Washington • Former Utah Gov. Jon Huntsman left his presidential campaign deeply in debt when he withdrew from the contest in January, owing consultants and fundraisers nearly $2.6 million in addition to about the same amount of money to himself.
Huntsman’s former campaign reported Monday that it still owes $5.17 million after pulling in only about $400,000 in donations in the last couple of weeks of the race. That debt includes $2.6 million that Huntsman loaned his campaign before he halted his unsuccessful presidential bid Jan. 16.
Huntsman’s former campaign manager, Matt David, said there’s been an aggressive effort to cover the debts left behind by the White House bid and many people have been paid since Jan. 31, the end of the reporting period.
"The governor will cover the debts with a combination of fundraising and personal funds," David said. "That process has already started."
Huntsman’s debt includes about $244,000 to the law firm Arent Fox, which handled the campaign’s legal work, and $356,000 to Strategic Perception, which is run by advertising guru Fred Davis. Davis was Huntsman’s media adviser early on but later jumped to the Our Destiny super PAC, which was funded largely by Huntsman’s billionaire father, Jon Huntsman Sr.
Monday’s filing with the Federal Election Commission shows Huntsman owing many of his campaign fundraisers, consultants and staffers.

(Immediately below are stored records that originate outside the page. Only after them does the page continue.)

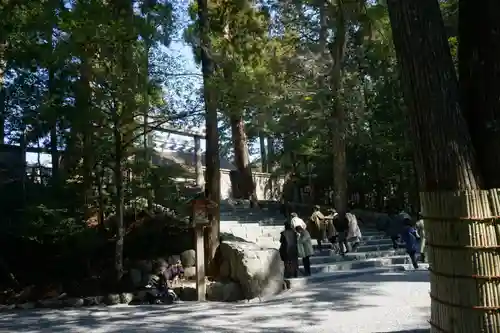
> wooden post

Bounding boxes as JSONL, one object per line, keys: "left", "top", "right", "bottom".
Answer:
{"left": 195, "top": 225, "right": 206, "bottom": 301}
{"left": 192, "top": 199, "right": 212, "bottom": 301}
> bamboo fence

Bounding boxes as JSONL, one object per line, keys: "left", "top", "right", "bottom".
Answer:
{"left": 422, "top": 190, "right": 500, "bottom": 333}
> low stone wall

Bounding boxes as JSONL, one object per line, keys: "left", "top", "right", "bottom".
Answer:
{"left": 200, "top": 168, "right": 285, "bottom": 201}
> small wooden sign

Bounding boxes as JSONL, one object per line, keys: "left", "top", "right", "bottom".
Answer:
{"left": 190, "top": 198, "right": 218, "bottom": 302}
{"left": 191, "top": 199, "right": 213, "bottom": 226}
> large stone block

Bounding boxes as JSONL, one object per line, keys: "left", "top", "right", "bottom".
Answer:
{"left": 217, "top": 241, "right": 284, "bottom": 300}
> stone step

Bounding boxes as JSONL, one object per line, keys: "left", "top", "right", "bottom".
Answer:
{"left": 311, "top": 234, "right": 387, "bottom": 246}
{"left": 286, "top": 264, "right": 430, "bottom": 289}
{"left": 302, "top": 255, "right": 409, "bottom": 274}
{"left": 220, "top": 223, "right": 282, "bottom": 233}
{"left": 256, "top": 241, "right": 399, "bottom": 252}
{"left": 222, "top": 225, "right": 392, "bottom": 246}
{"left": 313, "top": 238, "right": 395, "bottom": 248}
{"left": 314, "top": 243, "right": 397, "bottom": 256}
{"left": 220, "top": 218, "right": 285, "bottom": 226}
{"left": 251, "top": 236, "right": 277, "bottom": 245}
{"left": 308, "top": 249, "right": 407, "bottom": 265}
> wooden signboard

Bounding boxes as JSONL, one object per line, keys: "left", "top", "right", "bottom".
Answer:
{"left": 190, "top": 198, "right": 218, "bottom": 301}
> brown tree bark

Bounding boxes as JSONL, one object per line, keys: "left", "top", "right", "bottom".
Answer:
{"left": 77, "top": 54, "right": 93, "bottom": 219}
{"left": 459, "top": 0, "right": 500, "bottom": 189}
{"left": 386, "top": 0, "right": 485, "bottom": 331}
{"left": 46, "top": 1, "right": 60, "bottom": 183}
{"left": 266, "top": 136, "right": 274, "bottom": 171}
{"left": 230, "top": 115, "right": 257, "bottom": 204}
{"left": 198, "top": 0, "right": 220, "bottom": 272}
{"left": 0, "top": 41, "right": 5, "bottom": 144}
{"left": 110, "top": 0, "right": 136, "bottom": 284}
{"left": 259, "top": 130, "right": 267, "bottom": 173}
{"left": 386, "top": 0, "right": 481, "bottom": 192}
{"left": 327, "top": 1, "right": 348, "bottom": 216}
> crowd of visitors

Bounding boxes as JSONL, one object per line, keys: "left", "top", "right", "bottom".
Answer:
{"left": 279, "top": 204, "right": 426, "bottom": 278}
{"left": 279, "top": 205, "right": 363, "bottom": 278}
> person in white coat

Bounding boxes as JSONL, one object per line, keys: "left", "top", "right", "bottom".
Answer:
{"left": 346, "top": 212, "right": 362, "bottom": 252}
{"left": 295, "top": 225, "right": 314, "bottom": 276}
{"left": 290, "top": 212, "right": 307, "bottom": 230}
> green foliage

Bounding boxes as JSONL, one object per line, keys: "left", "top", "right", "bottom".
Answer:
{"left": 0, "top": 0, "right": 203, "bottom": 286}
{"left": 0, "top": 0, "right": 462, "bottom": 286}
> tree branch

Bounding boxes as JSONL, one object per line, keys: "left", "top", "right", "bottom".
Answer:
{"left": 121, "top": 110, "right": 204, "bottom": 149}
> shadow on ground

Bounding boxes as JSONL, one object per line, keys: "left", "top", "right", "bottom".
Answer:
{"left": 376, "top": 329, "right": 431, "bottom": 333}
{"left": 0, "top": 271, "right": 430, "bottom": 333}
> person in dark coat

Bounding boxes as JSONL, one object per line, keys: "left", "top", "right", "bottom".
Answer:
{"left": 333, "top": 212, "right": 350, "bottom": 255}
{"left": 279, "top": 221, "right": 299, "bottom": 278}
{"left": 386, "top": 211, "right": 407, "bottom": 249}
{"left": 325, "top": 208, "right": 339, "bottom": 253}
{"left": 400, "top": 217, "right": 420, "bottom": 269}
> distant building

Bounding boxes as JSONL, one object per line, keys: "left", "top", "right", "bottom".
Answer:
{"left": 153, "top": 150, "right": 236, "bottom": 173}
{"left": 152, "top": 149, "right": 283, "bottom": 200}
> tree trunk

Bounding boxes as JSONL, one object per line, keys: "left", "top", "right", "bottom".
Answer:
{"left": 143, "top": 30, "right": 153, "bottom": 210}
{"left": 198, "top": 0, "right": 220, "bottom": 273}
{"left": 259, "top": 130, "right": 267, "bottom": 173}
{"left": 113, "top": 123, "right": 124, "bottom": 283}
{"left": 459, "top": 0, "right": 500, "bottom": 189}
{"left": 327, "top": 1, "right": 348, "bottom": 216}
{"left": 386, "top": 0, "right": 494, "bottom": 331}
{"left": 110, "top": 0, "right": 135, "bottom": 285}
{"left": 97, "top": 163, "right": 105, "bottom": 228}
{"left": 0, "top": 41, "right": 5, "bottom": 144}
{"left": 77, "top": 55, "right": 93, "bottom": 218}
{"left": 266, "top": 136, "right": 274, "bottom": 171}
{"left": 47, "top": 4, "right": 59, "bottom": 183}
{"left": 387, "top": 0, "right": 481, "bottom": 191}
{"left": 230, "top": 115, "right": 257, "bottom": 204}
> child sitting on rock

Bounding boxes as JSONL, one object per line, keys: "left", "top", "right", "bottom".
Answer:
{"left": 161, "top": 260, "right": 184, "bottom": 286}
{"left": 146, "top": 261, "right": 183, "bottom": 304}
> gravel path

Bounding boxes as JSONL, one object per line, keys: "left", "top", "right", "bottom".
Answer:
{"left": 0, "top": 270, "right": 431, "bottom": 333}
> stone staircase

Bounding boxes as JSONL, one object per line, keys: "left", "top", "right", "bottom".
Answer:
{"left": 219, "top": 202, "right": 427, "bottom": 287}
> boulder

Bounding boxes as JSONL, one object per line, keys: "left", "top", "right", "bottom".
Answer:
{"left": 64, "top": 298, "right": 84, "bottom": 307}
{"left": 104, "top": 294, "right": 121, "bottom": 305}
{"left": 168, "top": 255, "right": 181, "bottom": 265}
{"left": 16, "top": 302, "right": 35, "bottom": 310}
{"left": 120, "top": 293, "right": 134, "bottom": 304}
{"left": 221, "top": 282, "right": 243, "bottom": 302}
{"left": 83, "top": 296, "right": 103, "bottom": 306}
{"left": 172, "top": 285, "right": 197, "bottom": 301}
{"left": 206, "top": 281, "right": 243, "bottom": 302}
{"left": 136, "top": 260, "right": 153, "bottom": 273}
{"left": 0, "top": 304, "right": 15, "bottom": 311}
{"left": 180, "top": 249, "right": 196, "bottom": 267}
{"left": 219, "top": 260, "right": 231, "bottom": 279}
{"left": 206, "top": 282, "right": 223, "bottom": 301}
{"left": 129, "top": 268, "right": 143, "bottom": 287}
{"left": 37, "top": 298, "right": 64, "bottom": 308}
{"left": 216, "top": 241, "right": 284, "bottom": 300}
{"left": 183, "top": 266, "right": 196, "bottom": 279}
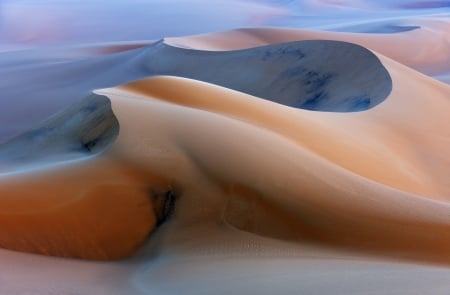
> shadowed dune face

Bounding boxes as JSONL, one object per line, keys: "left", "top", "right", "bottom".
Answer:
{"left": 1, "top": 3, "right": 450, "bottom": 293}
{"left": 0, "top": 94, "right": 118, "bottom": 174}
{"left": 0, "top": 94, "right": 178, "bottom": 260}
{"left": 100, "top": 72, "right": 450, "bottom": 265}
{"left": 0, "top": 40, "right": 389, "bottom": 168}
{"left": 0, "top": 36, "right": 446, "bottom": 262}
{"left": 144, "top": 40, "right": 392, "bottom": 112}
{"left": 0, "top": 40, "right": 392, "bottom": 143}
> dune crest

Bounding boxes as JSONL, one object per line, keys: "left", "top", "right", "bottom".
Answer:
{"left": 95, "top": 65, "right": 448, "bottom": 263}
{"left": 166, "top": 22, "right": 450, "bottom": 76}
{"left": 141, "top": 40, "right": 392, "bottom": 111}
{"left": 0, "top": 94, "right": 118, "bottom": 174}
{"left": 0, "top": 31, "right": 449, "bottom": 262}
{"left": 0, "top": 94, "right": 176, "bottom": 260}
{"left": 4, "top": 23, "right": 449, "bottom": 142}
{"left": 1, "top": 0, "right": 450, "bottom": 292}
{"left": 113, "top": 69, "right": 449, "bottom": 201}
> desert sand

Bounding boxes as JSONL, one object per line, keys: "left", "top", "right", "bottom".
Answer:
{"left": 0, "top": 1, "right": 449, "bottom": 294}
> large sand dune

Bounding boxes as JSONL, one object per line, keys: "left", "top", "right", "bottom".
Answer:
{"left": 0, "top": 37, "right": 393, "bottom": 143}
{"left": 140, "top": 40, "right": 392, "bottom": 111}
{"left": 0, "top": 5, "right": 449, "bottom": 294}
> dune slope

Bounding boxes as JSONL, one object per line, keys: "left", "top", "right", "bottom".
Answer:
{"left": 0, "top": 94, "right": 118, "bottom": 173}
{"left": 0, "top": 33, "right": 448, "bottom": 262}
{"left": 0, "top": 38, "right": 392, "bottom": 142}
{"left": 98, "top": 68, "right": 450, "bottom": 262}
{"left": 0, "top": 24, "right": 449, "bottom": 294}
{"left": 141, "top": 40, "right": 392, "bottom": 111}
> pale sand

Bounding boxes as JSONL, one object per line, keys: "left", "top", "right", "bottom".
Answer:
{"left": 166, "top": 19, "right": 450, "bottom": 76}
{"left": 96, "top": 62, "right": 450, "bottom": 260}
{"left": 0, "top": 27, "right": 449, "bottom": 294}
{"left": 2, "top": 54, "right": 448, "bottom": 260}
{"left": 4, "top": 22, "right": 449, "bottom": 142}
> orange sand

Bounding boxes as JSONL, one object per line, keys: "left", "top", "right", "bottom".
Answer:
{"left": 0, "top": 28, "right": 449, "bottom": 265}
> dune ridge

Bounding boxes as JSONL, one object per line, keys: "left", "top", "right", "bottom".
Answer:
{"left": 1, "top": 67, "right": 447, "bottom": 263}
{"left": 0, "top": 37, "right": 392, "bottom": 143}
{"left": 166, "top": 22, "right": 450, "bottom": 76}
{"left": 4, "top": 21, "right": 450, "bottom": 141}
{"left": 0, "top": 94, "right": 118, "bottom": 174}
{"left": 0, "top": 23, "right": 450, "bottom": 294}
{"left": 141, "top": 39, "right": 392, "bottom": 111}
{"left": 95, "top": 68, "right": 450, "bottom": 262}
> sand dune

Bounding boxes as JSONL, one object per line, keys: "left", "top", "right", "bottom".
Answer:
{"left": 0, "top": 36, "right": 449, "bottom": 262}
{"left": 140, "top": 40, "right": 392, "bottom": 111}
{"left": 3, "top": 19, "right": 448, "bottom": 140}
{"left": 0, "top": 16, "right": 450, "bottom": 294}
{"left": 0, "top": 94, "right": 118, "bottom": 173}
{"left": 167, "top": 20, "right": 450, "bottom": 77}
{"left": 112, "top": 64, "right": 449, "bottom": 200}
{"left": 98, "top": 66, "right": 450, "bottom": 260}
{"left": 0, "top": 37, "right": 392, "bottom": 143}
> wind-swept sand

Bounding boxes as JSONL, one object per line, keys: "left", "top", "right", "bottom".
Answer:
{"left": 97, "top": 57, "right": 450, "bottom": 260}
{"left": 0, "top": 26, "right": 449, "bottom": 294}
{"left": 167, "top": 20, "right": 450, "bottom": 77}
{"left": 1, "top": 43, "right": 450, "bottom": 257}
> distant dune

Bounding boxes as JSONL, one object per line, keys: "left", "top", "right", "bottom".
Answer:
{"left": 1, "top": 30, "right": 449, "bottom": 259}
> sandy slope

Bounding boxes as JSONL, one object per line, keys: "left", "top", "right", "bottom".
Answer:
{"left": 3, "top": 20, "right": 449, "bottom": 142}
{"left": 4, "top": 40, "right": 447, "bottom": 261}
{"left": 43, "top": 61, "right": 450, "bottom": 292}
{"left": 0, "top": 37, "right": 393, "bottom": 143}
{"left": 96, "top": 61, "right": 450, "bottom": 260}
{"left": 167, "top": 19, "right": 450, "bottom": 76}
{"left": 0, "top": 26, "right": 449, "bottom": 294}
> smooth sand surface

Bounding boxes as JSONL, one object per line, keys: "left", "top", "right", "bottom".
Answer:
{"left": 140, "top": 40, "right": 392, "bottom": 111}
{"left": 0, "top": 37, "right": 393, "bottom": 144}
{"left": 166, "top": 19, "right": 450, "bottom": 76}
{"left": 3, "top": 20, "right": 449, "bottom": 141}
{"left": 0, "top": 23, "right": 449, "bottom": 294}
{"left": 96, "top": 64, "right": 450, "bottom": 261}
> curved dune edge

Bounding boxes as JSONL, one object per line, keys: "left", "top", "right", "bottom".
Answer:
{"left": 141, "top": 39, "right": 392, "bottom": 112}
{"left": 93, "top": 68, "right": 448, "bottom": 263}
{"left": 0, "top": 28, "right": 448, "bottom": 263}
{"left": 0, "top": 94, "right": 119, "bottom": 174}
{"left": 0, "top": 159, "right": 152, "bottom": 260}
{"left": 165, "top": 22, "right": 450, "bottom": 75}
{"left": 4, "top": 23, "right": 449, "bottom": 143}
{"left": 0, "top": 153, "right": 181, "bottom": 260}
{"left": 0, "top": 56, "right": 448, "bottom": 261}
{"left": 112, "top": 70, "right": 450, "bottom": 201}
{"left": 0, "top": 93, "right": 177, "bottom": 260}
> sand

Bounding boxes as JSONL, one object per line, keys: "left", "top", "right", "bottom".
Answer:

The report shows that one man, listed as a speechwriter, is owed $27,500.
Huntsman, himself a millionaire, was forced to pump millions of his own wealth into his campaign as it struggled to gain traction. Most of that funding came in the front end of his Oval Office drive, though the FEC report shows him forking over $50,000 from his own wallet on Jan. 4 as he made a final push in the New Hampshire primary. Huntsman ended up with a disappointing third-place finish in that contest and dropped out of the race days later before the South Carolina primary.
The Our Destiny PAC, which spent about $2 million pitching Huntsman’s candidacy in New Hampshire and South Carolina, also reported that Huntsman’s father donated another $335,000 toward the group in January.
The elder Huntsman, who told The Salt Lake Tribune last month that the effort was "worth every penny," gave $2.25 million to the political action committee. That PAC couldn’t coordinate legally with the presidential candidate’s campaign, but it could accept unlimited funds.
The founder of Univision, A. Jerrold Perenchio, also donated $100,000 to the super PAC. Nike co-founder Phil Knight kicked in $25,000.